Have I got the idea now?

No. Once you get the reflexive question figured out you need to write a careful definition for irreflexive and work it similarly.

 

[scorpius1782]

x is reflexive because it can solve that equation as $\frac{1}{2}$ or $\frac{−1}{2}$ (I was still thinking x,y before for some reason).

This is as careful as I can be without actually understanding it. I'm not trying to be a pain but I can't define something I don't seem to understand.
Irreflexive-no element can be related to itself. So, for xRy it must be that the conditional equation demands that $x \neq y$ and is then irreflexive. No other solution can have x=y or else it would be neither reflexive or irreflexive.

 

[LCKurtz]

x is reflexive because it can solve that equation as $\frac{1}{2}$ or $\frac{−1}{2}$ (I was still thinking x,y before for some reason).

It isn't $x$ that is or isn't reflexive. It is $R$. At the risk of answering the question for you:

Is it true or false that for all $x\in \mathbb R$, $(x+x)^2=1$? Why or why not? That is what $xRx$ means and that's how you answer the question.

 

[scorpius1782]

Then false because there is only 2 real numbers that solve the equation while there is an infinite number of reals that do not.

 

[LCKurtz]

It isn't $x$ that is or isn't reflexive. It is $R$. At the risk of answering the question for you:

Is it true or false that for all $x\in \mathbb R$, $(x+x)^2=1$? Why or why not? That is what $xRx$ means and that's how you answer the question.

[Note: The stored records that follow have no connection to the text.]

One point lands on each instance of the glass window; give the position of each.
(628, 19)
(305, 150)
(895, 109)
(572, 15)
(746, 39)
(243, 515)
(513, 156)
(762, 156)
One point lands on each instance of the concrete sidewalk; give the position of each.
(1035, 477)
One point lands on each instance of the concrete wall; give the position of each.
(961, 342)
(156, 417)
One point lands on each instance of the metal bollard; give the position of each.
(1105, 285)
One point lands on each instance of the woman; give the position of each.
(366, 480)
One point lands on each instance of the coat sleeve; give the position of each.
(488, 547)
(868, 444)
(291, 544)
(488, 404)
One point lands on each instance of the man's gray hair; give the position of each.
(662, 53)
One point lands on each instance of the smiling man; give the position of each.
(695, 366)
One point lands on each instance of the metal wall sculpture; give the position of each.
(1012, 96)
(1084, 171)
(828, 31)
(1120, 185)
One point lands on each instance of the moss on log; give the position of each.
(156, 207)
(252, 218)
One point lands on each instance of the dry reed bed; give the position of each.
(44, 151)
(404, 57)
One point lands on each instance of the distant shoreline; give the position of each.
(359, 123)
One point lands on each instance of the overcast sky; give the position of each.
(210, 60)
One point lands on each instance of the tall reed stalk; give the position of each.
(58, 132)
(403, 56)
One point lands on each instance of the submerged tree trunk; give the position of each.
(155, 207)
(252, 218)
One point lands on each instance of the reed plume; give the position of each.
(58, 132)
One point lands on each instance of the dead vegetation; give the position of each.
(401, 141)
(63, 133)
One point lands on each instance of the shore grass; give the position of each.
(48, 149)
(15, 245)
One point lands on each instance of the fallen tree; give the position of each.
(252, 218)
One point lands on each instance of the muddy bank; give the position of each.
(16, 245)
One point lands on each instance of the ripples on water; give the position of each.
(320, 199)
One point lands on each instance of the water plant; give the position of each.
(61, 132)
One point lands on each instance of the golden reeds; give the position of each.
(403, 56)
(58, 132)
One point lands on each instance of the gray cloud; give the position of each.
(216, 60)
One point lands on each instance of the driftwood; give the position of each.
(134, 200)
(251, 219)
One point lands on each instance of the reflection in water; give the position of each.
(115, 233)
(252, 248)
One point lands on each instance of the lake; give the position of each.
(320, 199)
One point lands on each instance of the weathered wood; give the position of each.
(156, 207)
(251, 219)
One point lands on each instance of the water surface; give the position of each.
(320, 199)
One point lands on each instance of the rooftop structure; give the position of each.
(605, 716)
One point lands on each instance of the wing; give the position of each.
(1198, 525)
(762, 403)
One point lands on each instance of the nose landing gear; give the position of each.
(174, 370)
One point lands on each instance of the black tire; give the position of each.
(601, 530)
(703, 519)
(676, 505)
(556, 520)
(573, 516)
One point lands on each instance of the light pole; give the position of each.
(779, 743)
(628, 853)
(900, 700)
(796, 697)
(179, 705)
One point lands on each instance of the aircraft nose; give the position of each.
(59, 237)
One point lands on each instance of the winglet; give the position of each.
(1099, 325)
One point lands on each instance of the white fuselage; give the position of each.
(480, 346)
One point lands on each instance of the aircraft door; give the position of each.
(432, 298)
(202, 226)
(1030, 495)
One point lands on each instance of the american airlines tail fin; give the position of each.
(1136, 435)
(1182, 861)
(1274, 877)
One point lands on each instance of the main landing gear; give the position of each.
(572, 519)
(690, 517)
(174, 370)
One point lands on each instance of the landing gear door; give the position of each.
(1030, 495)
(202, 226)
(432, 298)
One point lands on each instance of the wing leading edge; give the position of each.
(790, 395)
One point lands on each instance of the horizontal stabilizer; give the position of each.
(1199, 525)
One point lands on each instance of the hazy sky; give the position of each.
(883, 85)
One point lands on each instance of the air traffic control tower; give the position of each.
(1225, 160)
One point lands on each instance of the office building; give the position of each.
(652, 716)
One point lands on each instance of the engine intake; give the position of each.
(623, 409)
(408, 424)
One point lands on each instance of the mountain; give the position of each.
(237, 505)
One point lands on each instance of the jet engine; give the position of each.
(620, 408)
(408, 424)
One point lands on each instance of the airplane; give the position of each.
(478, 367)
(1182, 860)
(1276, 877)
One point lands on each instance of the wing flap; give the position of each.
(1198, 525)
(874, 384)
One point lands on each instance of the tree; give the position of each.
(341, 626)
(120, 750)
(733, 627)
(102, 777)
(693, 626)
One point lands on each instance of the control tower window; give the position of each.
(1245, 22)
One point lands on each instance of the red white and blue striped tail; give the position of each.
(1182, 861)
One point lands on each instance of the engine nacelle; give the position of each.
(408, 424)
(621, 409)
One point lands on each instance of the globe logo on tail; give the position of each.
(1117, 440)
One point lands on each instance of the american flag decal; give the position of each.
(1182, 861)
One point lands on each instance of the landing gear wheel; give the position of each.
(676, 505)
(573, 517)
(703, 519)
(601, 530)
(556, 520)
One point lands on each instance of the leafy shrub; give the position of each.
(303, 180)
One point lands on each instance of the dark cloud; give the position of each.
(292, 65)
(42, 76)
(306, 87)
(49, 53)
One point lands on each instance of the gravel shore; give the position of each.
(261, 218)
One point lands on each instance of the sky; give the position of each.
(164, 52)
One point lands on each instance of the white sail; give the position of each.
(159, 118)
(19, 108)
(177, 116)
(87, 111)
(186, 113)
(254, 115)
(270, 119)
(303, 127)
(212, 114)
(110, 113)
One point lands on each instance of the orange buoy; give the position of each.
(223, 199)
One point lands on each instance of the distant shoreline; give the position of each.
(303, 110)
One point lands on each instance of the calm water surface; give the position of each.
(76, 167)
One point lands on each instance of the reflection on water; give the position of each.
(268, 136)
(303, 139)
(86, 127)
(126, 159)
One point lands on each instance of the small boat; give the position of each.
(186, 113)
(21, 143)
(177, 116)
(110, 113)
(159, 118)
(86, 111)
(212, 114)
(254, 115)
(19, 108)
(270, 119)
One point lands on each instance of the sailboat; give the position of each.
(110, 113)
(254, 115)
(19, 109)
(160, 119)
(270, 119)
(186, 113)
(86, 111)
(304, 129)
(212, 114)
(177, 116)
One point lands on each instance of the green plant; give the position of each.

Then false because there is only 2 real numbers that solve the equation while there is an infinite number of reals that do not.

Yes. Instead of stating a sentence like that, give an equation. Just say, for example, that it is false because $(0+0)^2\ne 1$.

Now here's your problem. State carefully, with equations, similar to what is above and using the definition of $R$ what you have to prove true or false to say whether $R$ is irreflexive. Don't give me a paragraph of explanation. Give equations.

 

[scorpius1782]

I don't want to post the final answer since it is not homework that we're not suppose to share. However, I think I fully understand it now. Thank you very much for the help.